Data passing#

In Orchest you can pass data between pipeline steps across all the supported languages using the Orchest SDK reference. The SDK wraps Apache Arrow so that you don’t have to worry about the internals.

See the full data passing API reference for more information.

Data passing in Python#

In this section you will see to pass data between different pipeline steps in Orchest using Python. The data can be either named or unnamed, as seen below.

Using the following pipeline:

Orchest Pipeline defined as three Steps, where both step 1 and 2 send output to step 3

Create and name data in steps 1 and 2, and pass it to step 3 using the Orchest SDK:

"""step-1"""
import orchest

data = "Hello, World!"

# Output the data so that step-3 can retrieve it.
orchest.output(data, name="my_string")
"""step-2"""
import orchest

data = [3, 1, 4]

# Output the data so that step-3 can retrieve it.
orchest.output(data, name="my_list")

The output data from steps 1 and 2 is copied to disk so that step 3 can access it. This also lets you access the data in JupyterLab.

"""step-3"""
import orchest

# Get the input for step-3, i.e. the output of step-1 and step-2.
input_data = orchest.get_inputs()

Warning

🚨 Only call orchest.transfer.get_inputs() and orchest.transfer.output() once. Otherwise your code will break in jobs and overwrite data.

Step 3’s input_data will be:

{
 "my_list": [3, 1, 4],
 "my_string": "Hello, World!",
 "unnamed": []
}

To know more about the unnamed, key, read on.

Data passing without a name#

It is more explicit to pass data with a name. However, sometimes you may want to use a list rather than a dictionary to store your data. In these cases it’s not necessary to give output data a name.

When passing unnamed data, the receiving step treats the values as an ordered collection (see order of unnamed data).
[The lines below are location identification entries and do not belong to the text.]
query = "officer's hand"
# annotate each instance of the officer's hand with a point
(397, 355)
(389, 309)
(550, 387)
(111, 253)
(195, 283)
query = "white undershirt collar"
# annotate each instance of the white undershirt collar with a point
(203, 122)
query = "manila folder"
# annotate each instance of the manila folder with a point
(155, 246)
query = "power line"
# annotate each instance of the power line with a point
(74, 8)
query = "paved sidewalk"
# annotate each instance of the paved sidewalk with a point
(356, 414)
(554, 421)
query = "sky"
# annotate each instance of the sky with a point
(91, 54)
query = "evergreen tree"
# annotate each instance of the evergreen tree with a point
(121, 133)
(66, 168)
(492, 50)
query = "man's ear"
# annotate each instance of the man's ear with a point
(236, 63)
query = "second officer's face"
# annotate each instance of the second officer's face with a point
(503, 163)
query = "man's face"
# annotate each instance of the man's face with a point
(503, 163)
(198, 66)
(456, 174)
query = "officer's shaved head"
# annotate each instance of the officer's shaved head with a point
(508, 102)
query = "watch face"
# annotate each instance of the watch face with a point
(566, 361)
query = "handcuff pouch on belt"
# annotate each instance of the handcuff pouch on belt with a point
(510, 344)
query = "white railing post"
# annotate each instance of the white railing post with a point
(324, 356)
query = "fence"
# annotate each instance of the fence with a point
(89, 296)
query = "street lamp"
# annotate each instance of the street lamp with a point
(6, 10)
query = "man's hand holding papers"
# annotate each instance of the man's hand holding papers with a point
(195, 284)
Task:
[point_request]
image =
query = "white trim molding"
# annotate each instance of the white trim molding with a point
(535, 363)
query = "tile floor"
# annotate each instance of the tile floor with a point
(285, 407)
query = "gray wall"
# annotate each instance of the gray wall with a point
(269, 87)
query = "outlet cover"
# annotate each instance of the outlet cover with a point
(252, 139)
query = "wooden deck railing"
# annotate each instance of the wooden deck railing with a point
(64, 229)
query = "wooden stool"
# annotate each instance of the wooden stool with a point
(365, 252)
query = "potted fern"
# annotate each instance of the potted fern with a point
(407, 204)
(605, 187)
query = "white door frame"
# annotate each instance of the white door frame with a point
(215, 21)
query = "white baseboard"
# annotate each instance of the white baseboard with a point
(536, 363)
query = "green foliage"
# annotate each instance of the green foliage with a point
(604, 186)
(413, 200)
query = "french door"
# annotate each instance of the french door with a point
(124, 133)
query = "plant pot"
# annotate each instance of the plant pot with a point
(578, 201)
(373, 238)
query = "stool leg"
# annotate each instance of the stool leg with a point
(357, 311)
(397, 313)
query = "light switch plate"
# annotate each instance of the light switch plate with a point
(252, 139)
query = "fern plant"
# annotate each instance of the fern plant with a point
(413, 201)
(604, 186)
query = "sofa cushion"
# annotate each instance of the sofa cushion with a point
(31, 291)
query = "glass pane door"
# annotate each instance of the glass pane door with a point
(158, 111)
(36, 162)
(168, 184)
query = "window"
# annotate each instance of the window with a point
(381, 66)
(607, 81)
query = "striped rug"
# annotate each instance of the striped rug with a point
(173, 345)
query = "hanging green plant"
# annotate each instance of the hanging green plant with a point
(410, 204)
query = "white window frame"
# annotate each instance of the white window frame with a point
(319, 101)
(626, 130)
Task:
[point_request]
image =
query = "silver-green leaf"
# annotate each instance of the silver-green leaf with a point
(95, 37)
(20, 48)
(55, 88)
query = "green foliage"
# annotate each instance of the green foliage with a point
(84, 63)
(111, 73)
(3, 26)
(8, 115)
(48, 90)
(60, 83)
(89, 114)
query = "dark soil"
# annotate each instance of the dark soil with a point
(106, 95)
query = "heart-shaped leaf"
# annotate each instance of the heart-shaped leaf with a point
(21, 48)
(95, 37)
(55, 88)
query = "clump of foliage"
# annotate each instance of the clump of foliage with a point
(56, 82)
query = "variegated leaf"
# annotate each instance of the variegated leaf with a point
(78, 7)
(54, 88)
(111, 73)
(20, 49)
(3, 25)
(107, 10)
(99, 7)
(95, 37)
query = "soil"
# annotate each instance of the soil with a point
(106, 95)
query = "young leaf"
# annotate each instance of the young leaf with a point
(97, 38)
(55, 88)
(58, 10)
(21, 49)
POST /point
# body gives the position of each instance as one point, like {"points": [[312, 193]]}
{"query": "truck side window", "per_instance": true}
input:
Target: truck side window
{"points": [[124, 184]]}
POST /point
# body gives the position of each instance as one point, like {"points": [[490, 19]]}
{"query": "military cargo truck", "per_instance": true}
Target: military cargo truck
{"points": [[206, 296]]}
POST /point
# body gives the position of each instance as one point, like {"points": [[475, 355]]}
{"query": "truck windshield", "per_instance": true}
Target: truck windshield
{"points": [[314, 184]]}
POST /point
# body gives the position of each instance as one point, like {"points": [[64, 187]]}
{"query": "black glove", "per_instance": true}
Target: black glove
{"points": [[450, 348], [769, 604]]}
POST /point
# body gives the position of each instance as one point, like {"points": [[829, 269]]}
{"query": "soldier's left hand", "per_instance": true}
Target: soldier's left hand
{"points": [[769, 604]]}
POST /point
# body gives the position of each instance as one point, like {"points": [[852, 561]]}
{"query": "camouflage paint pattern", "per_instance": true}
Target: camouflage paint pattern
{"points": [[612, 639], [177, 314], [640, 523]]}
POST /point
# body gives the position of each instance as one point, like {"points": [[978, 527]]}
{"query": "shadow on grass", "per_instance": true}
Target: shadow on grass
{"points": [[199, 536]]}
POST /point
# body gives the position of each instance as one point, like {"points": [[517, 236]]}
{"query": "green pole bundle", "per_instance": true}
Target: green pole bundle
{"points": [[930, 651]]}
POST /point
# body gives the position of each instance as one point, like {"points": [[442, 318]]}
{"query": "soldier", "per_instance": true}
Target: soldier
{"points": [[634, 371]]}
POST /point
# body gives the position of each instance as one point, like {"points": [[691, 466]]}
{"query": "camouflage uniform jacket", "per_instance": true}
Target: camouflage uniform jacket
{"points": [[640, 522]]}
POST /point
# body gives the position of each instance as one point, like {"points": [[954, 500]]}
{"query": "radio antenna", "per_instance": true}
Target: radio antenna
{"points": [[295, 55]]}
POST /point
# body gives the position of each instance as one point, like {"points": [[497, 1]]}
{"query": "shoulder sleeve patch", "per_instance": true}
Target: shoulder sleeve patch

In the previous example, step 3 receives input data with a special key called unnamed.

If you change the output of step 1 to:

"""step-1"""
import orchest

data = "Hello, World!"

# Output the data so that step-3 can retrieve it.
# But this time, don't give a name.
orchest.output(data, name=None)

The input_data in step 3 would then be equal to:

{
 "my_list": [3, 1, 4],
 "unnamed": ["Hello, World!"]
}

If you change the step 2 to:

"""step-2"""
import orchest

data = [3, 1, 4]

orchest.output(data, name=None)

The input_data in step 3 would be:

{
 "unnamed": ["Hello, World!", [3, 1, 4]]
}

populating the unnamed key with the all outputted values without a name.

Ordering unnamed data#

The visual pipeline editor can define the order of the step connections and save that order to the pipeline definition file, which is then used by orchest.transfer.get_inputs().

For example, this is how the data connections look like for step 3 of the example above. You can reorder the list with drag and drop.

Ordering data connections in the visual pipeline editor in Orchest

Having the above order of connections, step 3’s input_data becomes:

{
 "unnamed": [[3, 1, 4], "Hello, World!"]
}

Top-to-bottom in the visual editor corresponds to left-to-right in unnamed.

Data passing in R#

Tip

👉 Import this example project showcasing R straight in Orchest (how to import a project).

The Orchest SDK works in R through the reticulate package. To use it, first create an Orchest environment which uses the orchest/base-kernel-r base image (you can find more details here). Next you need to install reticulate and configure access to Python and the Orchest SDK. You can do so by having a script (let’s say Install.r) in your project with the following content:

install.packages("reticulate", repos = "http://cran.us.r-project.org")
library(reticulate)

# Dynamically find system Python
python_path <- system("which python", intern=TRUE)
use_python(python_path)

# Pre compile orchest deps
orchest <- import("orchest")

print(orchest)

and having the environment set-up script perform Rscript Install.r. You will then be able to access the Orchest SDK through R in every step that makes use of this environment as follows:

library(reticulate);
python_path <- system("which python", intern=TRUE);
use_python(python_path);
orchest <- import("orchest");
orchest$transfer$output(2, name="Test");

In a child step you will be able to retrieve the output:

library(reticulate);
python_path <- system("which python", intern=TRUE);
use_python(python_path);
orchest <- import("orchest")
step_inputs = orchest$transfer$get_inputs()
step_inputs$Test

Data passing in Julia#

Refer to the Julia example project showcasing Julia in Orchest (how to import a project).

Data passing in JavaScript#

Refer to the JavaScript example project showcasing JavaScript in Orchest (how to import a project).